In this case, the Wisconsin Supreme Court held that police executing a search warrant for narcotics in a private residence were justified in frisking all persons found on the premises for weapons. Because that holding places the Wisconsin Supreme Court in conflict with other state courts, I would grant certiorari.
While executing a search warrant for cocaine at a residence, Milwaukee police rounded up the five persons found on the premises, handcuffed them, and frisked them for weapons. While patting down petitioner, an officer felt a soft bulge in petitioner's pocket that she believed to be cocaine or marijuana. The officer asked petitioner what it was and petitioner told the officer to "find out for herself." The officer then reached into the pocket and retrieved a baggie containing bindles of cocaine. In upholding petitioner's conviction for possession of cocaine, the Wisconsin Supreme Court held that the patdown search of petitioner was permissible under Terry v. Ohio, 392 U.S. 1 (1968), and that the seizure of the cocaine was proper under a "plain-touch corollary to the plain-view doctrine." 172 Wis. 2d 86, 101, 492 N. W. 2d 311, 317 (1992).
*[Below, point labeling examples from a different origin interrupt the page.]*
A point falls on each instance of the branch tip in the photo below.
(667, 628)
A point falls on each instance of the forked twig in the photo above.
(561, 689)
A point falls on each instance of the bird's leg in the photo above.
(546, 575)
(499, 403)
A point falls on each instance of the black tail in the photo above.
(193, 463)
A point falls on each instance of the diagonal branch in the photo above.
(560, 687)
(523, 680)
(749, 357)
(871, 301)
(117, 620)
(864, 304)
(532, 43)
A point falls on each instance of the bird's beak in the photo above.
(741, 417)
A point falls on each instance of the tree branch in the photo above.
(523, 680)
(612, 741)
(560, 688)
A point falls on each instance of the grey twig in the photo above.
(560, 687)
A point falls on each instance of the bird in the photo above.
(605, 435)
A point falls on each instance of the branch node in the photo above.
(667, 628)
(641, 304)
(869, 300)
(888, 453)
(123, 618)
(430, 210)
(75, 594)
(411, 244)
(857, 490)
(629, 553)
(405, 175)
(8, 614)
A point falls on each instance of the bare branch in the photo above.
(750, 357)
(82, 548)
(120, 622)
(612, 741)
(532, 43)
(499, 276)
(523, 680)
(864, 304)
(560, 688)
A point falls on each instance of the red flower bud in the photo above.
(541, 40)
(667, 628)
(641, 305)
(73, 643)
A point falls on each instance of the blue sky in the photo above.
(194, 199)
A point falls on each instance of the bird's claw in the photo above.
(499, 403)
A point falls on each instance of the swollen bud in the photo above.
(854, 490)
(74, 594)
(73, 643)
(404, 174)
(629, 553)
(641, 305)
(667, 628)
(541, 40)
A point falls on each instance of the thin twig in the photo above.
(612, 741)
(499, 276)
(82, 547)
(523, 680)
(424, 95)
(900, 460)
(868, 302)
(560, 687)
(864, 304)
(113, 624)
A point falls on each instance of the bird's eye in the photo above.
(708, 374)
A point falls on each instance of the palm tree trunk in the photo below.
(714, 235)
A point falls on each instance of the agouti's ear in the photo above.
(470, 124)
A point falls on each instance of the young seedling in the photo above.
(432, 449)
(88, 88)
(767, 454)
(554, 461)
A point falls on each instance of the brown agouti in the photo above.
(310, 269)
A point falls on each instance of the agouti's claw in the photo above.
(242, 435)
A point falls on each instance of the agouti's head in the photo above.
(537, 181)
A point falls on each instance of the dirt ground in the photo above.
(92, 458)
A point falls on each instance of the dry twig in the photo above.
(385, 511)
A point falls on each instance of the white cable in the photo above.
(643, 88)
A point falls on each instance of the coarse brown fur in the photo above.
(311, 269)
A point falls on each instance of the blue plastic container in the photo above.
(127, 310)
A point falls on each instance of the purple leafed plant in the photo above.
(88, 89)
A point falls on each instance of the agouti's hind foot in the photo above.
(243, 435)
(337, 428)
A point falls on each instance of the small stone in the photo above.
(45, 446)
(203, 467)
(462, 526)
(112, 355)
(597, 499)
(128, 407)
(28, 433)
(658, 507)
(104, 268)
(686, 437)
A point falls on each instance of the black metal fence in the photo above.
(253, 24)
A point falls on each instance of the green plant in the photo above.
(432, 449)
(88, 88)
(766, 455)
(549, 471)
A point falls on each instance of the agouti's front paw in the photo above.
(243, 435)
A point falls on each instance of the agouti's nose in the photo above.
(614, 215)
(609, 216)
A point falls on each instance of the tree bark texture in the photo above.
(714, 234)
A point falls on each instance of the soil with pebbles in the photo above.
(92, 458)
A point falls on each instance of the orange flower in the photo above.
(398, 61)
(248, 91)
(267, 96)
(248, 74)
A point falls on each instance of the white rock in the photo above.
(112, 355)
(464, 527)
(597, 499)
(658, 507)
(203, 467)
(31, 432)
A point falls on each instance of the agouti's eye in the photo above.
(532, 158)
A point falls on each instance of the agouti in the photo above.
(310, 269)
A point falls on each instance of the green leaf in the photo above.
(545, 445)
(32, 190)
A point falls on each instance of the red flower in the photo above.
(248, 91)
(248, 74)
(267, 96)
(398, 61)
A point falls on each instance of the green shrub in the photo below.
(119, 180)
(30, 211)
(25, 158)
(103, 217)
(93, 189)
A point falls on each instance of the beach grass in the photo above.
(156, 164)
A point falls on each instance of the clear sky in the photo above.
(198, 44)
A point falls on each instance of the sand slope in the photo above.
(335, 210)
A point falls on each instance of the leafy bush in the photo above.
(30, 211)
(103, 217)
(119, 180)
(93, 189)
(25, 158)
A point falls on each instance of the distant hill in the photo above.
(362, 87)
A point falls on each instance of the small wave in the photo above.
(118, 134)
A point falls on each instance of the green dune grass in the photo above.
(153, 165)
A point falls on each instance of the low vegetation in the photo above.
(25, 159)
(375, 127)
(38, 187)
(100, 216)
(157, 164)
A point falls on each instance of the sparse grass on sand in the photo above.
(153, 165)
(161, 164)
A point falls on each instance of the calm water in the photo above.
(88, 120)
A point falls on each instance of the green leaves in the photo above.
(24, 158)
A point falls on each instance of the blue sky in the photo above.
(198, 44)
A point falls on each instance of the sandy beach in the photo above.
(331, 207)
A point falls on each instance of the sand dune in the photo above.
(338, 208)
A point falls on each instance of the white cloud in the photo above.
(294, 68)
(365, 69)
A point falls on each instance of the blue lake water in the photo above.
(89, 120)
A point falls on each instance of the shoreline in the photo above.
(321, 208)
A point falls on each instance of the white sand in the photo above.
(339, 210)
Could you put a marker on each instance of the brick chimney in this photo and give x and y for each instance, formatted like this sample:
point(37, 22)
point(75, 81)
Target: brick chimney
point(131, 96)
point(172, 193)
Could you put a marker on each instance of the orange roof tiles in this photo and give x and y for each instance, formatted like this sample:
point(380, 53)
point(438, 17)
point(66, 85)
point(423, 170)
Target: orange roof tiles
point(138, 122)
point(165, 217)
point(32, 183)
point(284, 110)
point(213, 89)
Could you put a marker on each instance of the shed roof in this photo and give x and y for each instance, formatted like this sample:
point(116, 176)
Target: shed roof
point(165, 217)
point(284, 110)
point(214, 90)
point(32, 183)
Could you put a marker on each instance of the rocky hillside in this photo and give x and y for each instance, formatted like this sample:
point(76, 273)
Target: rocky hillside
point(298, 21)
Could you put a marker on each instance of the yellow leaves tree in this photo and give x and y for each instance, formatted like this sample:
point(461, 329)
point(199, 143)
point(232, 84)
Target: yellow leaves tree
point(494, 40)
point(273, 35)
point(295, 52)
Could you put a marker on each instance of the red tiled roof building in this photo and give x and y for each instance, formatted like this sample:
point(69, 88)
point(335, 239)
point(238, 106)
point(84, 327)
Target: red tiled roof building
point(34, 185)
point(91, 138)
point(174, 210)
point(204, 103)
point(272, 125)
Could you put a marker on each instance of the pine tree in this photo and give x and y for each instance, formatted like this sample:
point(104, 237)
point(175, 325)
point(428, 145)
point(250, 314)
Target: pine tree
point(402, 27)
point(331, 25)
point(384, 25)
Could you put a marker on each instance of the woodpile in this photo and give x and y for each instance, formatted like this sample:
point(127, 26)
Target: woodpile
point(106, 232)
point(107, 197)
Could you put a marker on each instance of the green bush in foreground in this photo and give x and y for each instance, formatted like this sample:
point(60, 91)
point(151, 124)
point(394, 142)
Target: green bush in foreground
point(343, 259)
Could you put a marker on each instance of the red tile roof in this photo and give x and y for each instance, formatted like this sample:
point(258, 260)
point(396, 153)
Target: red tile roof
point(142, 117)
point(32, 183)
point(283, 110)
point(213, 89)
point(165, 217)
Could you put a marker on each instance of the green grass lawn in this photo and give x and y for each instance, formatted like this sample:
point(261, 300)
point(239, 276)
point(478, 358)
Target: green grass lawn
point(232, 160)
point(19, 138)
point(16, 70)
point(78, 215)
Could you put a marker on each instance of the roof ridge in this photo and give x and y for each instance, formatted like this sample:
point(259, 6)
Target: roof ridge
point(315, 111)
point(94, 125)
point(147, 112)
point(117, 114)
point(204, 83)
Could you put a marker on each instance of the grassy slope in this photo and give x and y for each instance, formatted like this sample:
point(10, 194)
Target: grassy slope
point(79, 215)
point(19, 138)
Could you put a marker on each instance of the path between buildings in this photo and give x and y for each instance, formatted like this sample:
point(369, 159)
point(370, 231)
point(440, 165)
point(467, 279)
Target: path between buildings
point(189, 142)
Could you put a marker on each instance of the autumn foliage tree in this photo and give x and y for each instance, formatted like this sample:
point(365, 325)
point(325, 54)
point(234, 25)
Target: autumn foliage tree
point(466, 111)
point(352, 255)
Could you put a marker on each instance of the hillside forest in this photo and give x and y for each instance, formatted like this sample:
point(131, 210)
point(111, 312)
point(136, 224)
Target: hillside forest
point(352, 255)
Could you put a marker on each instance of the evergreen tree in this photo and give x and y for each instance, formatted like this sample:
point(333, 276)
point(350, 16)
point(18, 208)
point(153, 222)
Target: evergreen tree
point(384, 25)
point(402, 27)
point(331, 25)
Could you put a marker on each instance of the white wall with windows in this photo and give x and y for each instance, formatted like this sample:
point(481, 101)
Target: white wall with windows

In holding that police had reasonable suspicion to frisk petitioner, the court below noted that "[a] magistrate had found probable cause to believe that cocaine trafficking was taking place in the residence in which officers found [petitioner]" and that "weapons are often 'tools of the trade' for drug dealers." Id., at 96, 492 N. W. 2d, at 315. Other state courts have upheld patdown searches of persons encountered during the execution of a narcotics search warrant in a private residence on the same rationale. See, e. g., State v. Alamont, 577 A. 2d 665, 667-668 (R.I. 1990); State v. Zearley, 444 N. W. 2d 353, 357 (N.D. 1989); People v. Thurman, 209 Cal. App. 3d 817, 824, 257 Cal. Rptr. 517, 520 (1989). Others, however, have disallowed patdown searches on essentially identical facts, holding that a defendant's "'mere presence' at a private residence being searched pursuant to a search warrant cannot justify a frisk of [the defendant's] person." State v. Broadnax, 98 Wash. 2d 289, 295, 654 P. 2d 96, 101 (1982); see also United States v. Harvey, 897 F.2d 1300, 1304, n. 2 (CA5 1990). Specifically, the courts disagree over whether this Court's holding in Ybarra v. Illinois, 444 U.S. 85 (1979), that police could not frisk all persons present in a public tavern while executing a search warrant based merely on their presence there applies where a search warrant for drugs is executed in a private home. The court below distinguished Ybarra on the grounds that occupants found in a private residence, unlike those found in a public tavern, are "very likely" to be associated with any illegal narcotics activity on the premises and thus likely to be armed and dangerous. 172 Wis. 2d, at 98, 492 N. W. 2d, at 316; accord, Alamont, supra, at 668; Zearley, supra, at 357; Thurman, supra, at 824-825, 257 Cal. Rptr., at 520-521. The Washington Supreme Court in Broadnax, however, rejected this reasoning and held Ybarra to be controlling. Broadnax, supra, at 295, 654 P. 2d, at 101.